Detecting Children Behind Cars

An algorithm for detection of children behind cars to avoid accidents.

The Main Idea

kids in cars

Every year, thousands of children are hurt accidentally by cars that are driven backwards while the driver, often a family member, did not see them. This is due to a blind area that the driver cannot see.

A video camera system could assist the driver and provide him with a view of the originally blind areas and automatic alert when a child is detected.

Our Goal

Develop an algorithm to detect children in video sequences.
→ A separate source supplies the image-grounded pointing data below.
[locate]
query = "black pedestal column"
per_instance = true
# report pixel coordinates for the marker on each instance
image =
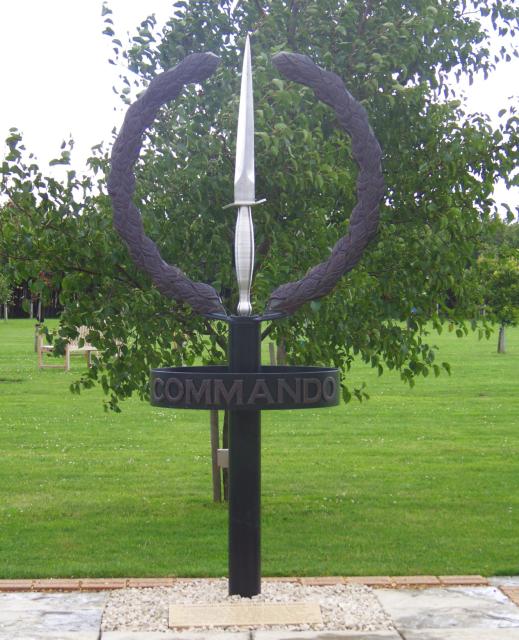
(244, 467)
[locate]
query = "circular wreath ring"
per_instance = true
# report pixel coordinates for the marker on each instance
(320, 280)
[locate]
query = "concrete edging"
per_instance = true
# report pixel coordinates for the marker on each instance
(108, 584)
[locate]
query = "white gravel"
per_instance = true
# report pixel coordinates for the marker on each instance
(343, 607)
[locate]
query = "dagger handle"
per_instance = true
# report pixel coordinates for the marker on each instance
(244, 258)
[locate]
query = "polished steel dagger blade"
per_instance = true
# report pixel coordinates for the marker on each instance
(244, 181)
(244, 188)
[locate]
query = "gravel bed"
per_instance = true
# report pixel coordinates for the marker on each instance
(343, 607)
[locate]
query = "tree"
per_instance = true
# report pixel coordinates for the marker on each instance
(499, 276)
(6, 292)
(440, 165)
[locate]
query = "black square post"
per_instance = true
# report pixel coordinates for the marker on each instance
(244, 466)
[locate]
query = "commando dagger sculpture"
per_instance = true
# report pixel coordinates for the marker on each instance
(244, 188)
(244, 387)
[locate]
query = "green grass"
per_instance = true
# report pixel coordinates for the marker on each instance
(414, 481)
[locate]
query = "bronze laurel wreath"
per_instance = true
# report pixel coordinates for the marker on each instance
(320, 280)
(366, 151)
(169, 280)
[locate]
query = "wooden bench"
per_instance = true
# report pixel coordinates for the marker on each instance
(72, 348)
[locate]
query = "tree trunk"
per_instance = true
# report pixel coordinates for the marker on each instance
(281, 355)
(501, 339)
(225, 445)
(215, 441)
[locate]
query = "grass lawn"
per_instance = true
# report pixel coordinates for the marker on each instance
(414, 481)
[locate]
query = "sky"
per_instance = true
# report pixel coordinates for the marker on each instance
(56, 80)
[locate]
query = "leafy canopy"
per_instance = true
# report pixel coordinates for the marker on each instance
(440, 165)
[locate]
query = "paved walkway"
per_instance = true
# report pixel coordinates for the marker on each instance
(435, 613)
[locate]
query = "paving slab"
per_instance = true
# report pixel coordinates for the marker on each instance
(504, 581)
(174, 635)
(51, 616)
(326, 635)
(461, 634)
(255, 635)
(449, 607)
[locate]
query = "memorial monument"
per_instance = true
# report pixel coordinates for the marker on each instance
(245, 387)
Recognition shall be done for children in all kind of activities: walking, running, crawling, playing, sitting, riding a bike etc.
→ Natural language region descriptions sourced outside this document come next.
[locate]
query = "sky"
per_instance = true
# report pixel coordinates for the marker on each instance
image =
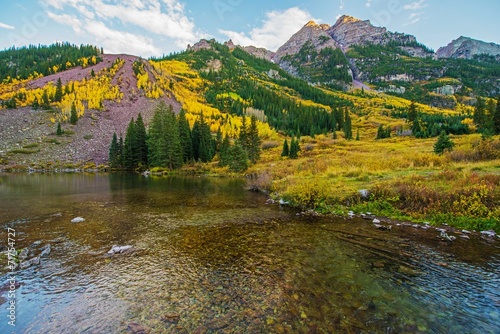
(156, 27)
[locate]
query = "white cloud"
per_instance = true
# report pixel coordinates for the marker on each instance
(6, 26)
(275, 30)
(164, 18)
(416, 5)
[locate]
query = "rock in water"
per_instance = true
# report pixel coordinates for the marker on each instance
(119, 249)
(45, 250)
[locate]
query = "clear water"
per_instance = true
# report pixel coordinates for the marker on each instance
(210, 257)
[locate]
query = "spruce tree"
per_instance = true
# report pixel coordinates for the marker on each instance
(35, 104)
(174, 154)
(253, 145)
(45, 100)
(129, 155)
(496, 117)
(205, 148)
(73, 118)
(443, 143)
(412, 112)
(59, 92)
(113, 151)
(294, 148)
(479, 116)
(224, 152)
(185, 137)
(141, 147)
(347, 126)
(286, 151)
(238, 161)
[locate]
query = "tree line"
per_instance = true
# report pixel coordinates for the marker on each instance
(42, 59)
(171, 143)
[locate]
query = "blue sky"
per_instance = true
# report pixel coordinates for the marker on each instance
(156, 27)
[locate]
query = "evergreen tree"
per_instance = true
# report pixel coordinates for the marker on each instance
(243, 137)
(204, 141)
(238, 161)
(141, 147)
(412, 112)
(294, 148)
(35, 104)
(174, 153)
(347, 126)
(443, 143)
(185, 137)
(129, 155)
(59, 92)
(480, 115)
(45, 100)
(225, 152)
(114, 151)
(157, 146)
(286, 151)
(253, 143)
(496, 117)
(73, 118)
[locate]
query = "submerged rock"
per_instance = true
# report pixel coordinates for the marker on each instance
(45, 250)
(119, 249)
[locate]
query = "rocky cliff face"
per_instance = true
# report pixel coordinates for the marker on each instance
(316, 33)
(259, 52)
(465, 47)
(349, 31)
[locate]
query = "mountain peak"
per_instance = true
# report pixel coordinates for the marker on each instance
(347, 19)
(466, 47)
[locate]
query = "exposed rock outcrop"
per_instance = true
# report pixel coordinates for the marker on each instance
(348, 31)
(467, 48)
(316, 33)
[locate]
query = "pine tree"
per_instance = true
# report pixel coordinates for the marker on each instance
(129, 155)
(286, 151)
(294, 148)
(347, 126)
(73, 118)
(253, 144)
(114, 151)
(174, 153)
(443, 143)
(238, 161)
(496, 117)
(224, 152)
(205, 148)
(156, 140)
(185, 137)
(480, 115)
(59, 92)
(35, 104)
(45, 100)
(412, 112)
(141, 147)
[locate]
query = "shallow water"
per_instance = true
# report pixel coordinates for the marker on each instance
(211, 257)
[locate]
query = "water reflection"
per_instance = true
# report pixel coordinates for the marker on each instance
(210, 257)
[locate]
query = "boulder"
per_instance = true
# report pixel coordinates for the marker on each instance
(119, 249)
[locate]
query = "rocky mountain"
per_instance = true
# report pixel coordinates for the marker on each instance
(467, 48)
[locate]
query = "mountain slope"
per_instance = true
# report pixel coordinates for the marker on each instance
(467, 48)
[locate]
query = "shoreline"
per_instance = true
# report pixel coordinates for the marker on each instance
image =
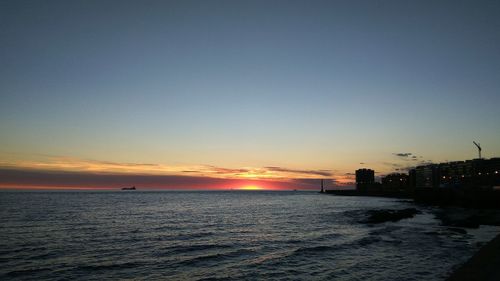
(483, 265)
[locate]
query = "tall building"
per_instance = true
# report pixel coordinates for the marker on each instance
(395, 183)
(365, 178)
(470, 173)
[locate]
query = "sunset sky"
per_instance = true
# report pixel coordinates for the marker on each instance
(242, 94)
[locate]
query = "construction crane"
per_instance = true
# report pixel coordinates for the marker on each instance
(478, 148)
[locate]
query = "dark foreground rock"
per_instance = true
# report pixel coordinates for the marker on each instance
(380, 216)
(484, 265)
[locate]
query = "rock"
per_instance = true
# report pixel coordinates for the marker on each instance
(457, 230)
(380, 216)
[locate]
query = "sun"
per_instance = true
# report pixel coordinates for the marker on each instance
(250, 187)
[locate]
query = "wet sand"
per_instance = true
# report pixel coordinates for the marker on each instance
(484, 265)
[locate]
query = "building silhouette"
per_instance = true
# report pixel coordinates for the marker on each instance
(395, 182)
(459, 174)
(365, 179)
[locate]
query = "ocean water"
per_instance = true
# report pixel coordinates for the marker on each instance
(230, 235)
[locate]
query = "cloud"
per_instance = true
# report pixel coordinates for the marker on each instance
(17, 178)
(403, 154)
(325, 173)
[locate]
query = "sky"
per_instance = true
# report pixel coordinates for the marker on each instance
(242, 94)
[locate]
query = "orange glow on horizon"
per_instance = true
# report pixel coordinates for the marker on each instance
(250, 187)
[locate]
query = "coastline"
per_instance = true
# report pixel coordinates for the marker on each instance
(484, 265)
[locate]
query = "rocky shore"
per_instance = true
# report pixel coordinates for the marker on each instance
(484, 265)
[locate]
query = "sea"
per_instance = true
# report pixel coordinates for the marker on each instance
(222, 235)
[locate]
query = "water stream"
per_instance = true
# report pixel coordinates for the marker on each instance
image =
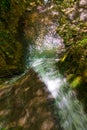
(43, 57)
The project included data collection and labeling, implementing a recognition algorithm and testing the results.

Our Solution

Children images were extracted from video frames using bounding boxes.

Boxed images were divided into a test set and a train set.

HOG descriptors (Histogram of Oriented Gradients) and SVM were used to the boxed images.

work_scheme

Block Diagram

Data Collection

Over 60 minutes of video clips were captured, including 115 relevant scenes, 84 class videos (with children), 28 non-class videos (without children). The class videos were categorized by the distance, action, age and gender.
Video was captured on two different days (03.05.2009 and 25.06.2009),  in the same parking lot, during daylight (noon time), with a camera tilt of 5 degrees downwards, and camera height of 1 meter. The camera was placed in the same position at both times.

empty parking lot
Empty parking lot

Camera View

Data Labeling

Bounding boxes were built around the children using: Lucas-Kanade optical flow method, binary threshold , morphology operations.

children in bound boxes

Results

With a test set of 799 class images and 60 non-class images we received:

  •  98.62% TP (788 images)
  • 3.3% FP (2 images)
  • 97% TN of 97%

Tools

Sony cam-recorder and MATLAB.

Acknowledgment

We would like to thank our supervisor Tamar Back, tha VISL lab staff,  Dan Levi from the Smart Sensing and Vision Systems Group at GENERAL MOTORS ISRAEL.
We would also like to thank the children and the children’s parents who participated in the videos taken in the little town HOSHA-AYA.
Last but not least, we would like to thank Hadas Ayalon and Tzvia Berger for their spiritual support throughout this project and for putting up with our late working hours. You played a true role in the success of this project.
We also thank the Ollendorff Minerva Center for its support.